Teens Henning and Philip (Odin Waage and Axel Bøyum) witness the brutal murder of a biker gang by a man in a car trunk. Saying nothing, fearing reprisals from the killer and the unmasking of their tentative sexual liaison, they struggle to cope with what they have seen. Meanwhile Helen Sikkeland, (Anneke von der Lippe) former legendary cop, current small-town Sheriff and, coincidentally, Philip’s foster mother, investigates the crime. Uncovering confidential informants, gang warfare and paedophilia that extend beyond Mysen to Oslo and abroad, the case comes closer to home than Sikkeland could ever imagine.

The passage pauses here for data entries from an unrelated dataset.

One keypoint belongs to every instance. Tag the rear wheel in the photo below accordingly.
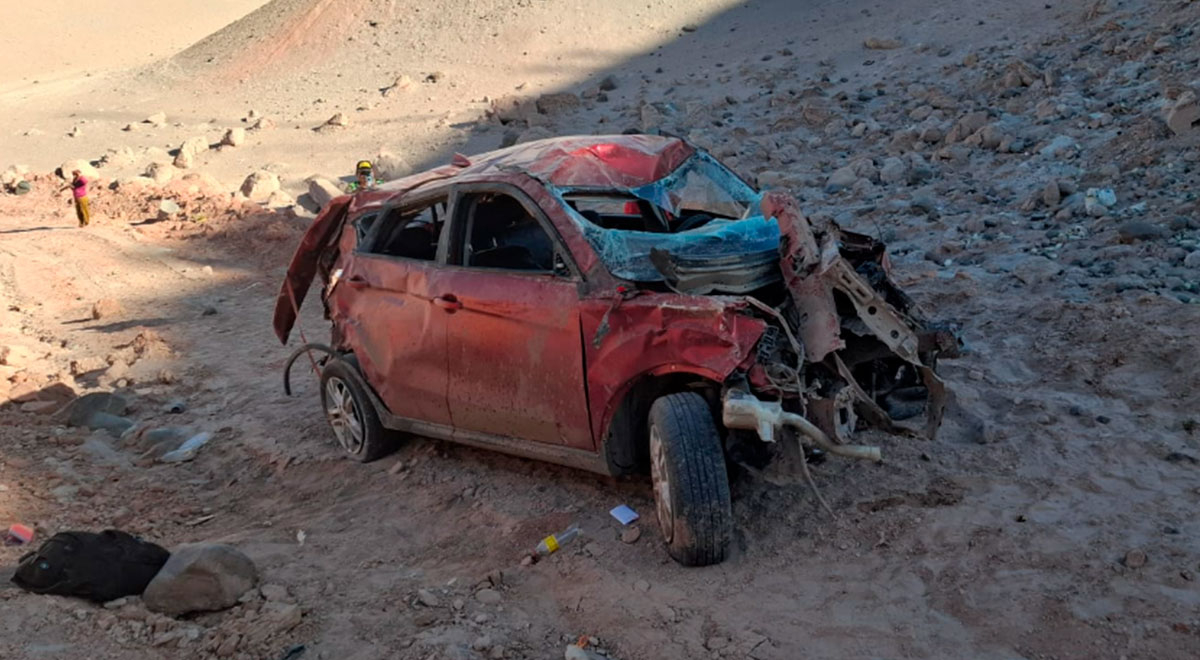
(352, 415)
(691, 487)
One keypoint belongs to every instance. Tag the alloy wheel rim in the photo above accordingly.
(661, 480)
(343, 415)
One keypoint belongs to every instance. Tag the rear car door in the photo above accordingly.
(397, 333)
(511, 303)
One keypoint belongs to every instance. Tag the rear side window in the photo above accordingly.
(502, 234)
(408, 232)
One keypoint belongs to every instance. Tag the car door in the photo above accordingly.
(397, 331)
(510, 297)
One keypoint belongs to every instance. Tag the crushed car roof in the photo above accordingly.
(611, 162)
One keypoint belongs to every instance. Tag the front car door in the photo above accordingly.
(511, 300)
(384, 298)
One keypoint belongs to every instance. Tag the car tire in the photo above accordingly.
(352, 415)
(691, 485)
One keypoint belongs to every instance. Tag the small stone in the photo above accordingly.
(487, 597)
(841, 179)
(190, 150)
(275, 592)
(558, 103)
(88, 365)
(1051, 195)
(427, 598)
(1135, 558)
(234, 137)
(259, 185)
(894, 171)
(106, 309)
(1139, 231)
(1183, 115)
(323, 191)
(876, 43)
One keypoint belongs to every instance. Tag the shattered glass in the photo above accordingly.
(701, 185)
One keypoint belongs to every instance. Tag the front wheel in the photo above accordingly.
(352, 415)
(691, 487)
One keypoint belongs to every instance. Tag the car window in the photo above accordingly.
(409, 232)
(363, 226)
(502, 234)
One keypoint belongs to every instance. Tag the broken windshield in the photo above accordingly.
(701, 210)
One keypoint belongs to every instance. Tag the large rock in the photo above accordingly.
(259, 185)
(234, 137)
(190, 150)
(323, 191)
(389, 166)
(201, 577)
(1183, 117)
(83, 166)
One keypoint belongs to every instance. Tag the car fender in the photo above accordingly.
(661, 335)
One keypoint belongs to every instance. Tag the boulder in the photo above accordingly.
(201, 577)
(389, 166)
(259, 185)
(323, 191)
(1183, 117)
(234, 137)
(83, 166)
(190, 150)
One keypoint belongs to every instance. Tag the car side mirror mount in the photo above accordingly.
(561, 268)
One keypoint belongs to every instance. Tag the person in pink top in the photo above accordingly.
(79, 190)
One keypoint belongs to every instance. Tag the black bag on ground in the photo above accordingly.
(96, 567)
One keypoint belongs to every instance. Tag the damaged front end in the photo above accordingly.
(844, 347)
(857, 351)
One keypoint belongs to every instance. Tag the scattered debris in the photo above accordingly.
(623, 514)
(551, 544)
(19, 534)
(96, 567)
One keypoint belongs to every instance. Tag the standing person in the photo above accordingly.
(364, 178)
(78, 186)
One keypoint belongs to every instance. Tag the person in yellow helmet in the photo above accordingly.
(364, 178)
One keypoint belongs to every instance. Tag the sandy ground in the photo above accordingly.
(1071, 451)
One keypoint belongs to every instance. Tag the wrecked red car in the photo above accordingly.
(618, 304)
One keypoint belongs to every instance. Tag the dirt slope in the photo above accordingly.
(1071, 454)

The series’ premise is smartly conceived, with Philip and Henning’s continued silence both dramatically plausible and thematically refreshing. Henning, an alpha male motocross champion, seems more terrified by his family and peers discovering his sexuality than he is of the killer. In keeping quiet Philip protects his lover but entrenches his already complicated relationship with his foster family. Trust, the lack of it and betrayal of it run throughout the series, but most effectively with its young leads. Philip’s turbulent past and uncertain present allow us to empathise with his often petulant behaviour even at its most extreme. The characterisation and performances are strong, with sensitive writing and acting avoiding teenage clichés.

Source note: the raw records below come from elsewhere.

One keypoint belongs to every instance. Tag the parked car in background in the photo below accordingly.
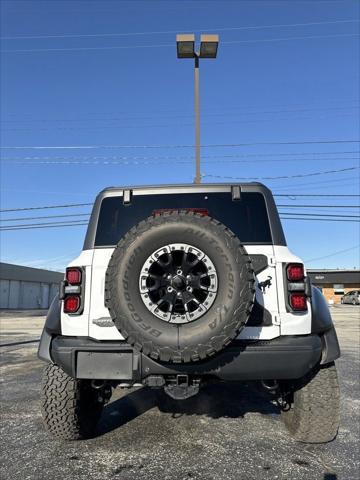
(352, 297)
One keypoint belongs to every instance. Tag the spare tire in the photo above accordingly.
(179, 286)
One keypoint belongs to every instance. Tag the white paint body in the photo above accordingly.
(96, 261)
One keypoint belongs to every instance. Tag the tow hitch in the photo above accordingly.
(181, 387)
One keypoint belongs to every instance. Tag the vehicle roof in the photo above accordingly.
(184, 185)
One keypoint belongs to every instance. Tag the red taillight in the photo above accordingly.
(295, 272)
(298, 301)
(71, 304)
(201, 211)
(73, 276)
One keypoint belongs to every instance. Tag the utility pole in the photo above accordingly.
(186, 49)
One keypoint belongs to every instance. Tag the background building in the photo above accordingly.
(27, 288)
(334, 283)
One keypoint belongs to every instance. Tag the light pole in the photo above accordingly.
(186, 49)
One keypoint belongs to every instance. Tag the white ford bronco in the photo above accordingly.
(182, 285)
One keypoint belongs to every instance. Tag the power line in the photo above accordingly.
(300, 175)
(89, 147)
(317, 206)
(289, 195)
(333, 254)
(60, 225)
(167, 45)
(43, 217)
(45, 207)
(47, 226)
(167, 32)
(124, 163)
(177, 157)
(162, 115)
(136, 125)
(288, 206)
(340, 215)
(319, 219)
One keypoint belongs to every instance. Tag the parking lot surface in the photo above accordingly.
(226, 432)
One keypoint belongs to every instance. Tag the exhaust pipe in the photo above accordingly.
(270, 385)
(97, 384)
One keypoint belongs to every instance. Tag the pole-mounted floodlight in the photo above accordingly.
(185, 45)
(208, 46)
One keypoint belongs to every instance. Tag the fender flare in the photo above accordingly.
(52, 327)
(322, 324)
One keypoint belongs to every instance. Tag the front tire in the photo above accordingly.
(70, 407)
(313, 409)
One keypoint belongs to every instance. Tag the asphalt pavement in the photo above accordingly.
(226, 432)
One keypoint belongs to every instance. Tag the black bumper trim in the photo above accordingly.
(285, 357)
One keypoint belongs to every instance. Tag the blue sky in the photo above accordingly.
(105, 74)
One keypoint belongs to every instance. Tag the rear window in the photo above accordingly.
(247, 218)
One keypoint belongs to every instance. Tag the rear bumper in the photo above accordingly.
(282, 358)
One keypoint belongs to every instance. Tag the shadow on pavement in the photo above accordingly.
(214, 401)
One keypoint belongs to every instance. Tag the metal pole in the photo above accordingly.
(197, 178)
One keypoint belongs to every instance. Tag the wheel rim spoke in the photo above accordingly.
(178, 283)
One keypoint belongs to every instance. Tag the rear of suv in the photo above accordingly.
(182, 285)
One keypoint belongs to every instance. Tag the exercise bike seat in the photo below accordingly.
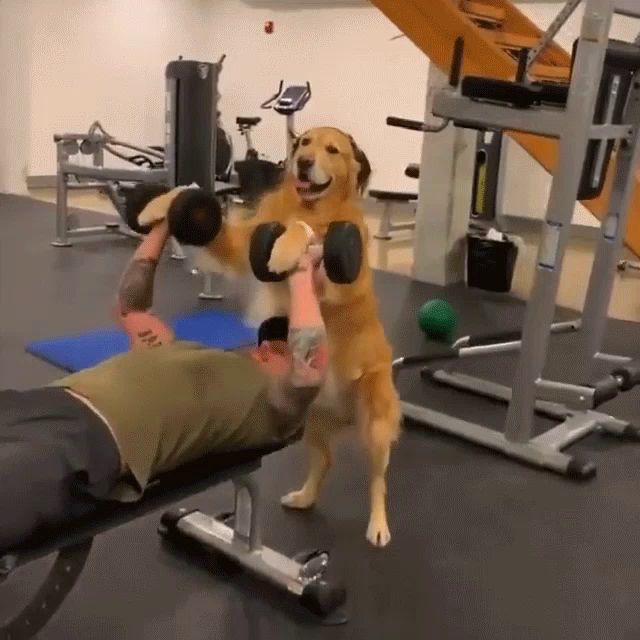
(412, 171)
(247, 122)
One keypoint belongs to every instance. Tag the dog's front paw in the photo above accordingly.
(378, 531)
(298, 500)
(286, 254)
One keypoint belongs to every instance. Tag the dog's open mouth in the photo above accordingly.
(308, 188)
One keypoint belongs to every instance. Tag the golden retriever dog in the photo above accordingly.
(326, 176)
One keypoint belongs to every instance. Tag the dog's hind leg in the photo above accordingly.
(317, 438)
(379, 419)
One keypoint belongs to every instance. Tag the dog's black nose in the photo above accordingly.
(304, 164)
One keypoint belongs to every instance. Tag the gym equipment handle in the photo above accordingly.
(629, 375)
(403, 123)
(445, 353)
(267, 104)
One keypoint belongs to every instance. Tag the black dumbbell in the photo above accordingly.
(136, 198)
(194, 215)
(341, 252)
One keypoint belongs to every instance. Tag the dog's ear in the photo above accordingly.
(296, 142)
(364, 170)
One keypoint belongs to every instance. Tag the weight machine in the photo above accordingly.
(188, 156)
(592, 122)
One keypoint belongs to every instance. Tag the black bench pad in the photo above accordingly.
(166, 489)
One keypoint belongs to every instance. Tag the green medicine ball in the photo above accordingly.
(437, 319)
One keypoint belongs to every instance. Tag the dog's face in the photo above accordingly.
(326, 160)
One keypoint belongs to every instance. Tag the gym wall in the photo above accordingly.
(83, 60)
(14, 95)
(63, 65)
(359, 75)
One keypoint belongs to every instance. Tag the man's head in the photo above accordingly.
(326, 160)
(272, 351)
(273, 356)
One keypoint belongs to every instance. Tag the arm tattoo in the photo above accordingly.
(309, 356)
(136, 287)
(292, 394)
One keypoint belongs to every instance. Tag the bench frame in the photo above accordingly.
(241, 543)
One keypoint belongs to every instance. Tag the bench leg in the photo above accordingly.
(384, 231)
(62, 211)
(237, 537)
(60, 580)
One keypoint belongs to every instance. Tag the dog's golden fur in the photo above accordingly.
(360, 388)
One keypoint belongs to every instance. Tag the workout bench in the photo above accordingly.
(389, 199)
(235, 536)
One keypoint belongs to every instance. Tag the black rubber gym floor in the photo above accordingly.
(482, 547)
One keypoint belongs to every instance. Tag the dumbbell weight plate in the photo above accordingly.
(262, 241)
(343, 252)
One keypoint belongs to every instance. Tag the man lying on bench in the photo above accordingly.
(108, 430)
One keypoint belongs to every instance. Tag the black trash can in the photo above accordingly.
(490, 263)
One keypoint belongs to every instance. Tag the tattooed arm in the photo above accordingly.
(292, 394)
(135, 294)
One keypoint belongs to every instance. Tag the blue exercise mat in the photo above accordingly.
(217, 329)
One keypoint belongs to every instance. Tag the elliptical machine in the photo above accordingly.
(258, 175)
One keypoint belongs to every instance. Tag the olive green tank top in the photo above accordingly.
(173, 404)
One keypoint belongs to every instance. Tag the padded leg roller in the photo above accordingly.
(237, 539)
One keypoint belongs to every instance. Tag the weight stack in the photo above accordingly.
(191, 122)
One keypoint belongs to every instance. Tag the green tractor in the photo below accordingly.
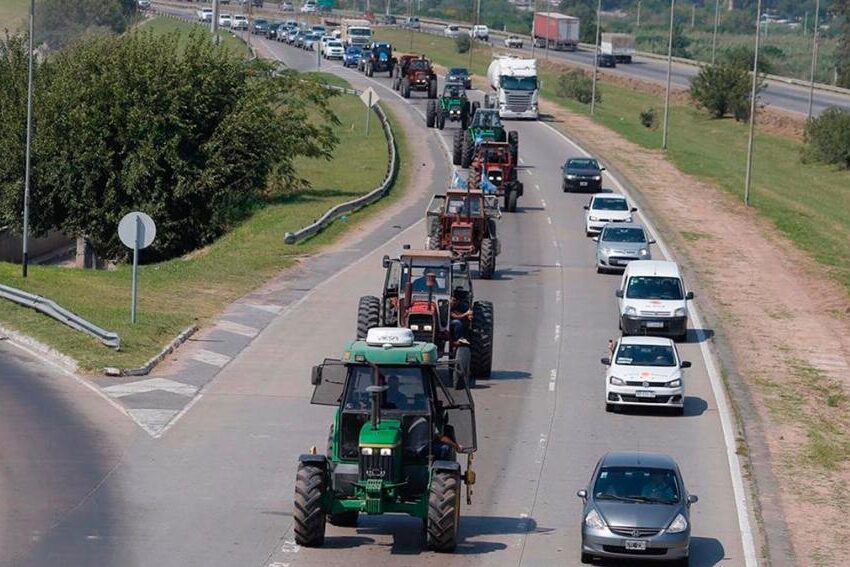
(394, 442)
(485, 126)
(452, 105)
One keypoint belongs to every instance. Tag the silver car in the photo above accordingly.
(636, 507)
(620, 243)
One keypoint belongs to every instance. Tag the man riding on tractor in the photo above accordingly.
(393, 444)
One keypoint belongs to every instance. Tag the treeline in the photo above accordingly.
(185, 131)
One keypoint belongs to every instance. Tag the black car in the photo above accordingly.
(459, 74)
(582, 174)
(606, 60)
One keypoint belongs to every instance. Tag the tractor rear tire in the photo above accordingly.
(487, 259)
(368, 315)
(431, 114)
(482, 339)
(307, 515)
(457, 148)
(443, 511)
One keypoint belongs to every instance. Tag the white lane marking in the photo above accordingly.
(210, 357)
(150, 385)
(717, 387)
(237, 328)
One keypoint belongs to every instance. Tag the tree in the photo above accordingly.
(190, 134)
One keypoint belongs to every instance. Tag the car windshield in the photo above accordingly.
(642, 485)
(405, 389)
(654, 287)
(620, 234)
(646, 355)
(582, 164)
(610, 204)
(518, 83)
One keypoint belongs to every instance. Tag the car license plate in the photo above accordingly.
(635, 545)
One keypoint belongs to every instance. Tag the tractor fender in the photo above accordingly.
(316, 460)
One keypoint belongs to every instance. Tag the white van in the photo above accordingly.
(652, 299)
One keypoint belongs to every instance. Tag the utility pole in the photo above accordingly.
(595, 59)
(669, 74)
(27, 169)
(814, 58)
(714, 37)
(748, 180)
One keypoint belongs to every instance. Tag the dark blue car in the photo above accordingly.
(352, 56)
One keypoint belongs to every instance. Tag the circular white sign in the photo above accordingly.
(134, 226)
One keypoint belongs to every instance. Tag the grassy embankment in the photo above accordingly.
(808, 203)
(174, 294)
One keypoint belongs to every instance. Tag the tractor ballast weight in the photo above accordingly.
(393, 444)
(496, 162)
(415, 73)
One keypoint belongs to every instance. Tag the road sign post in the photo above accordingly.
(137, 231)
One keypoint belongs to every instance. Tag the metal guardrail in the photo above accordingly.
(52, 309)
(367, 199)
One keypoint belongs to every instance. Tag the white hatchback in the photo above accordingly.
(645, 371)
(604, 208)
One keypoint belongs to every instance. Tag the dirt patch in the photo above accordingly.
(786, 324)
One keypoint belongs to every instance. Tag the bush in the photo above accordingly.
(827, 138)
(649, 118)
(724, 89)
(463, 43)
(578, 85)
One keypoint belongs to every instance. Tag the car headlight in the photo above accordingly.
(678, 525)
(595, 521)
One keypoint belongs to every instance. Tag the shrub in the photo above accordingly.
(649, 118)
(827, 138)
(463, 43)
(724, 89)
(578, 85)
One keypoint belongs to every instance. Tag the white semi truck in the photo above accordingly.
(515, 81)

Sikkeland instantly joins the growing pantheon of iconic Scandinavian crime heroines, matching the determination of Sarah Lund and the detective genius of Saga Norėn. Frequently underestimated by her big city colleagues, her sharp mind cuts through their game-playing to arrive at the truth. But unlike her Danish and Swedish predecessors, the pressure on Sikkeland takes a more noticeable emotional toll. An investigation with no leads, political manoeuvrings and a fraught home life with an unsettled foster son push Helen close to breaking point. Von der Lippe invests the role with warmth, humanity and vulnerability, skilfully balancing Helen’s faultless police work with her more flawed, somewhat reluctant assumption of maternal responsibilities.
At six episodes Eyewitness is much shorter than previous Nordic Noir imports, and whilst the story occasionally diverts into narrative dead ends or one too many red herrings, it maintains a consistently thrilling pace, culminating in a gripping and shocking finale. Danish cinematographer Lars Vestergaard’s impressive camerawork and excellent lighting contributes to the series’ highly polished aesthetic and effectively atmospheric tone. Dark and tense but never grim, Eyewitness is another welcome addition to the Scandi crime stable.
Eyewitness (Øyevitne) will be released on DVD on 14 September courtesy of Simply Media.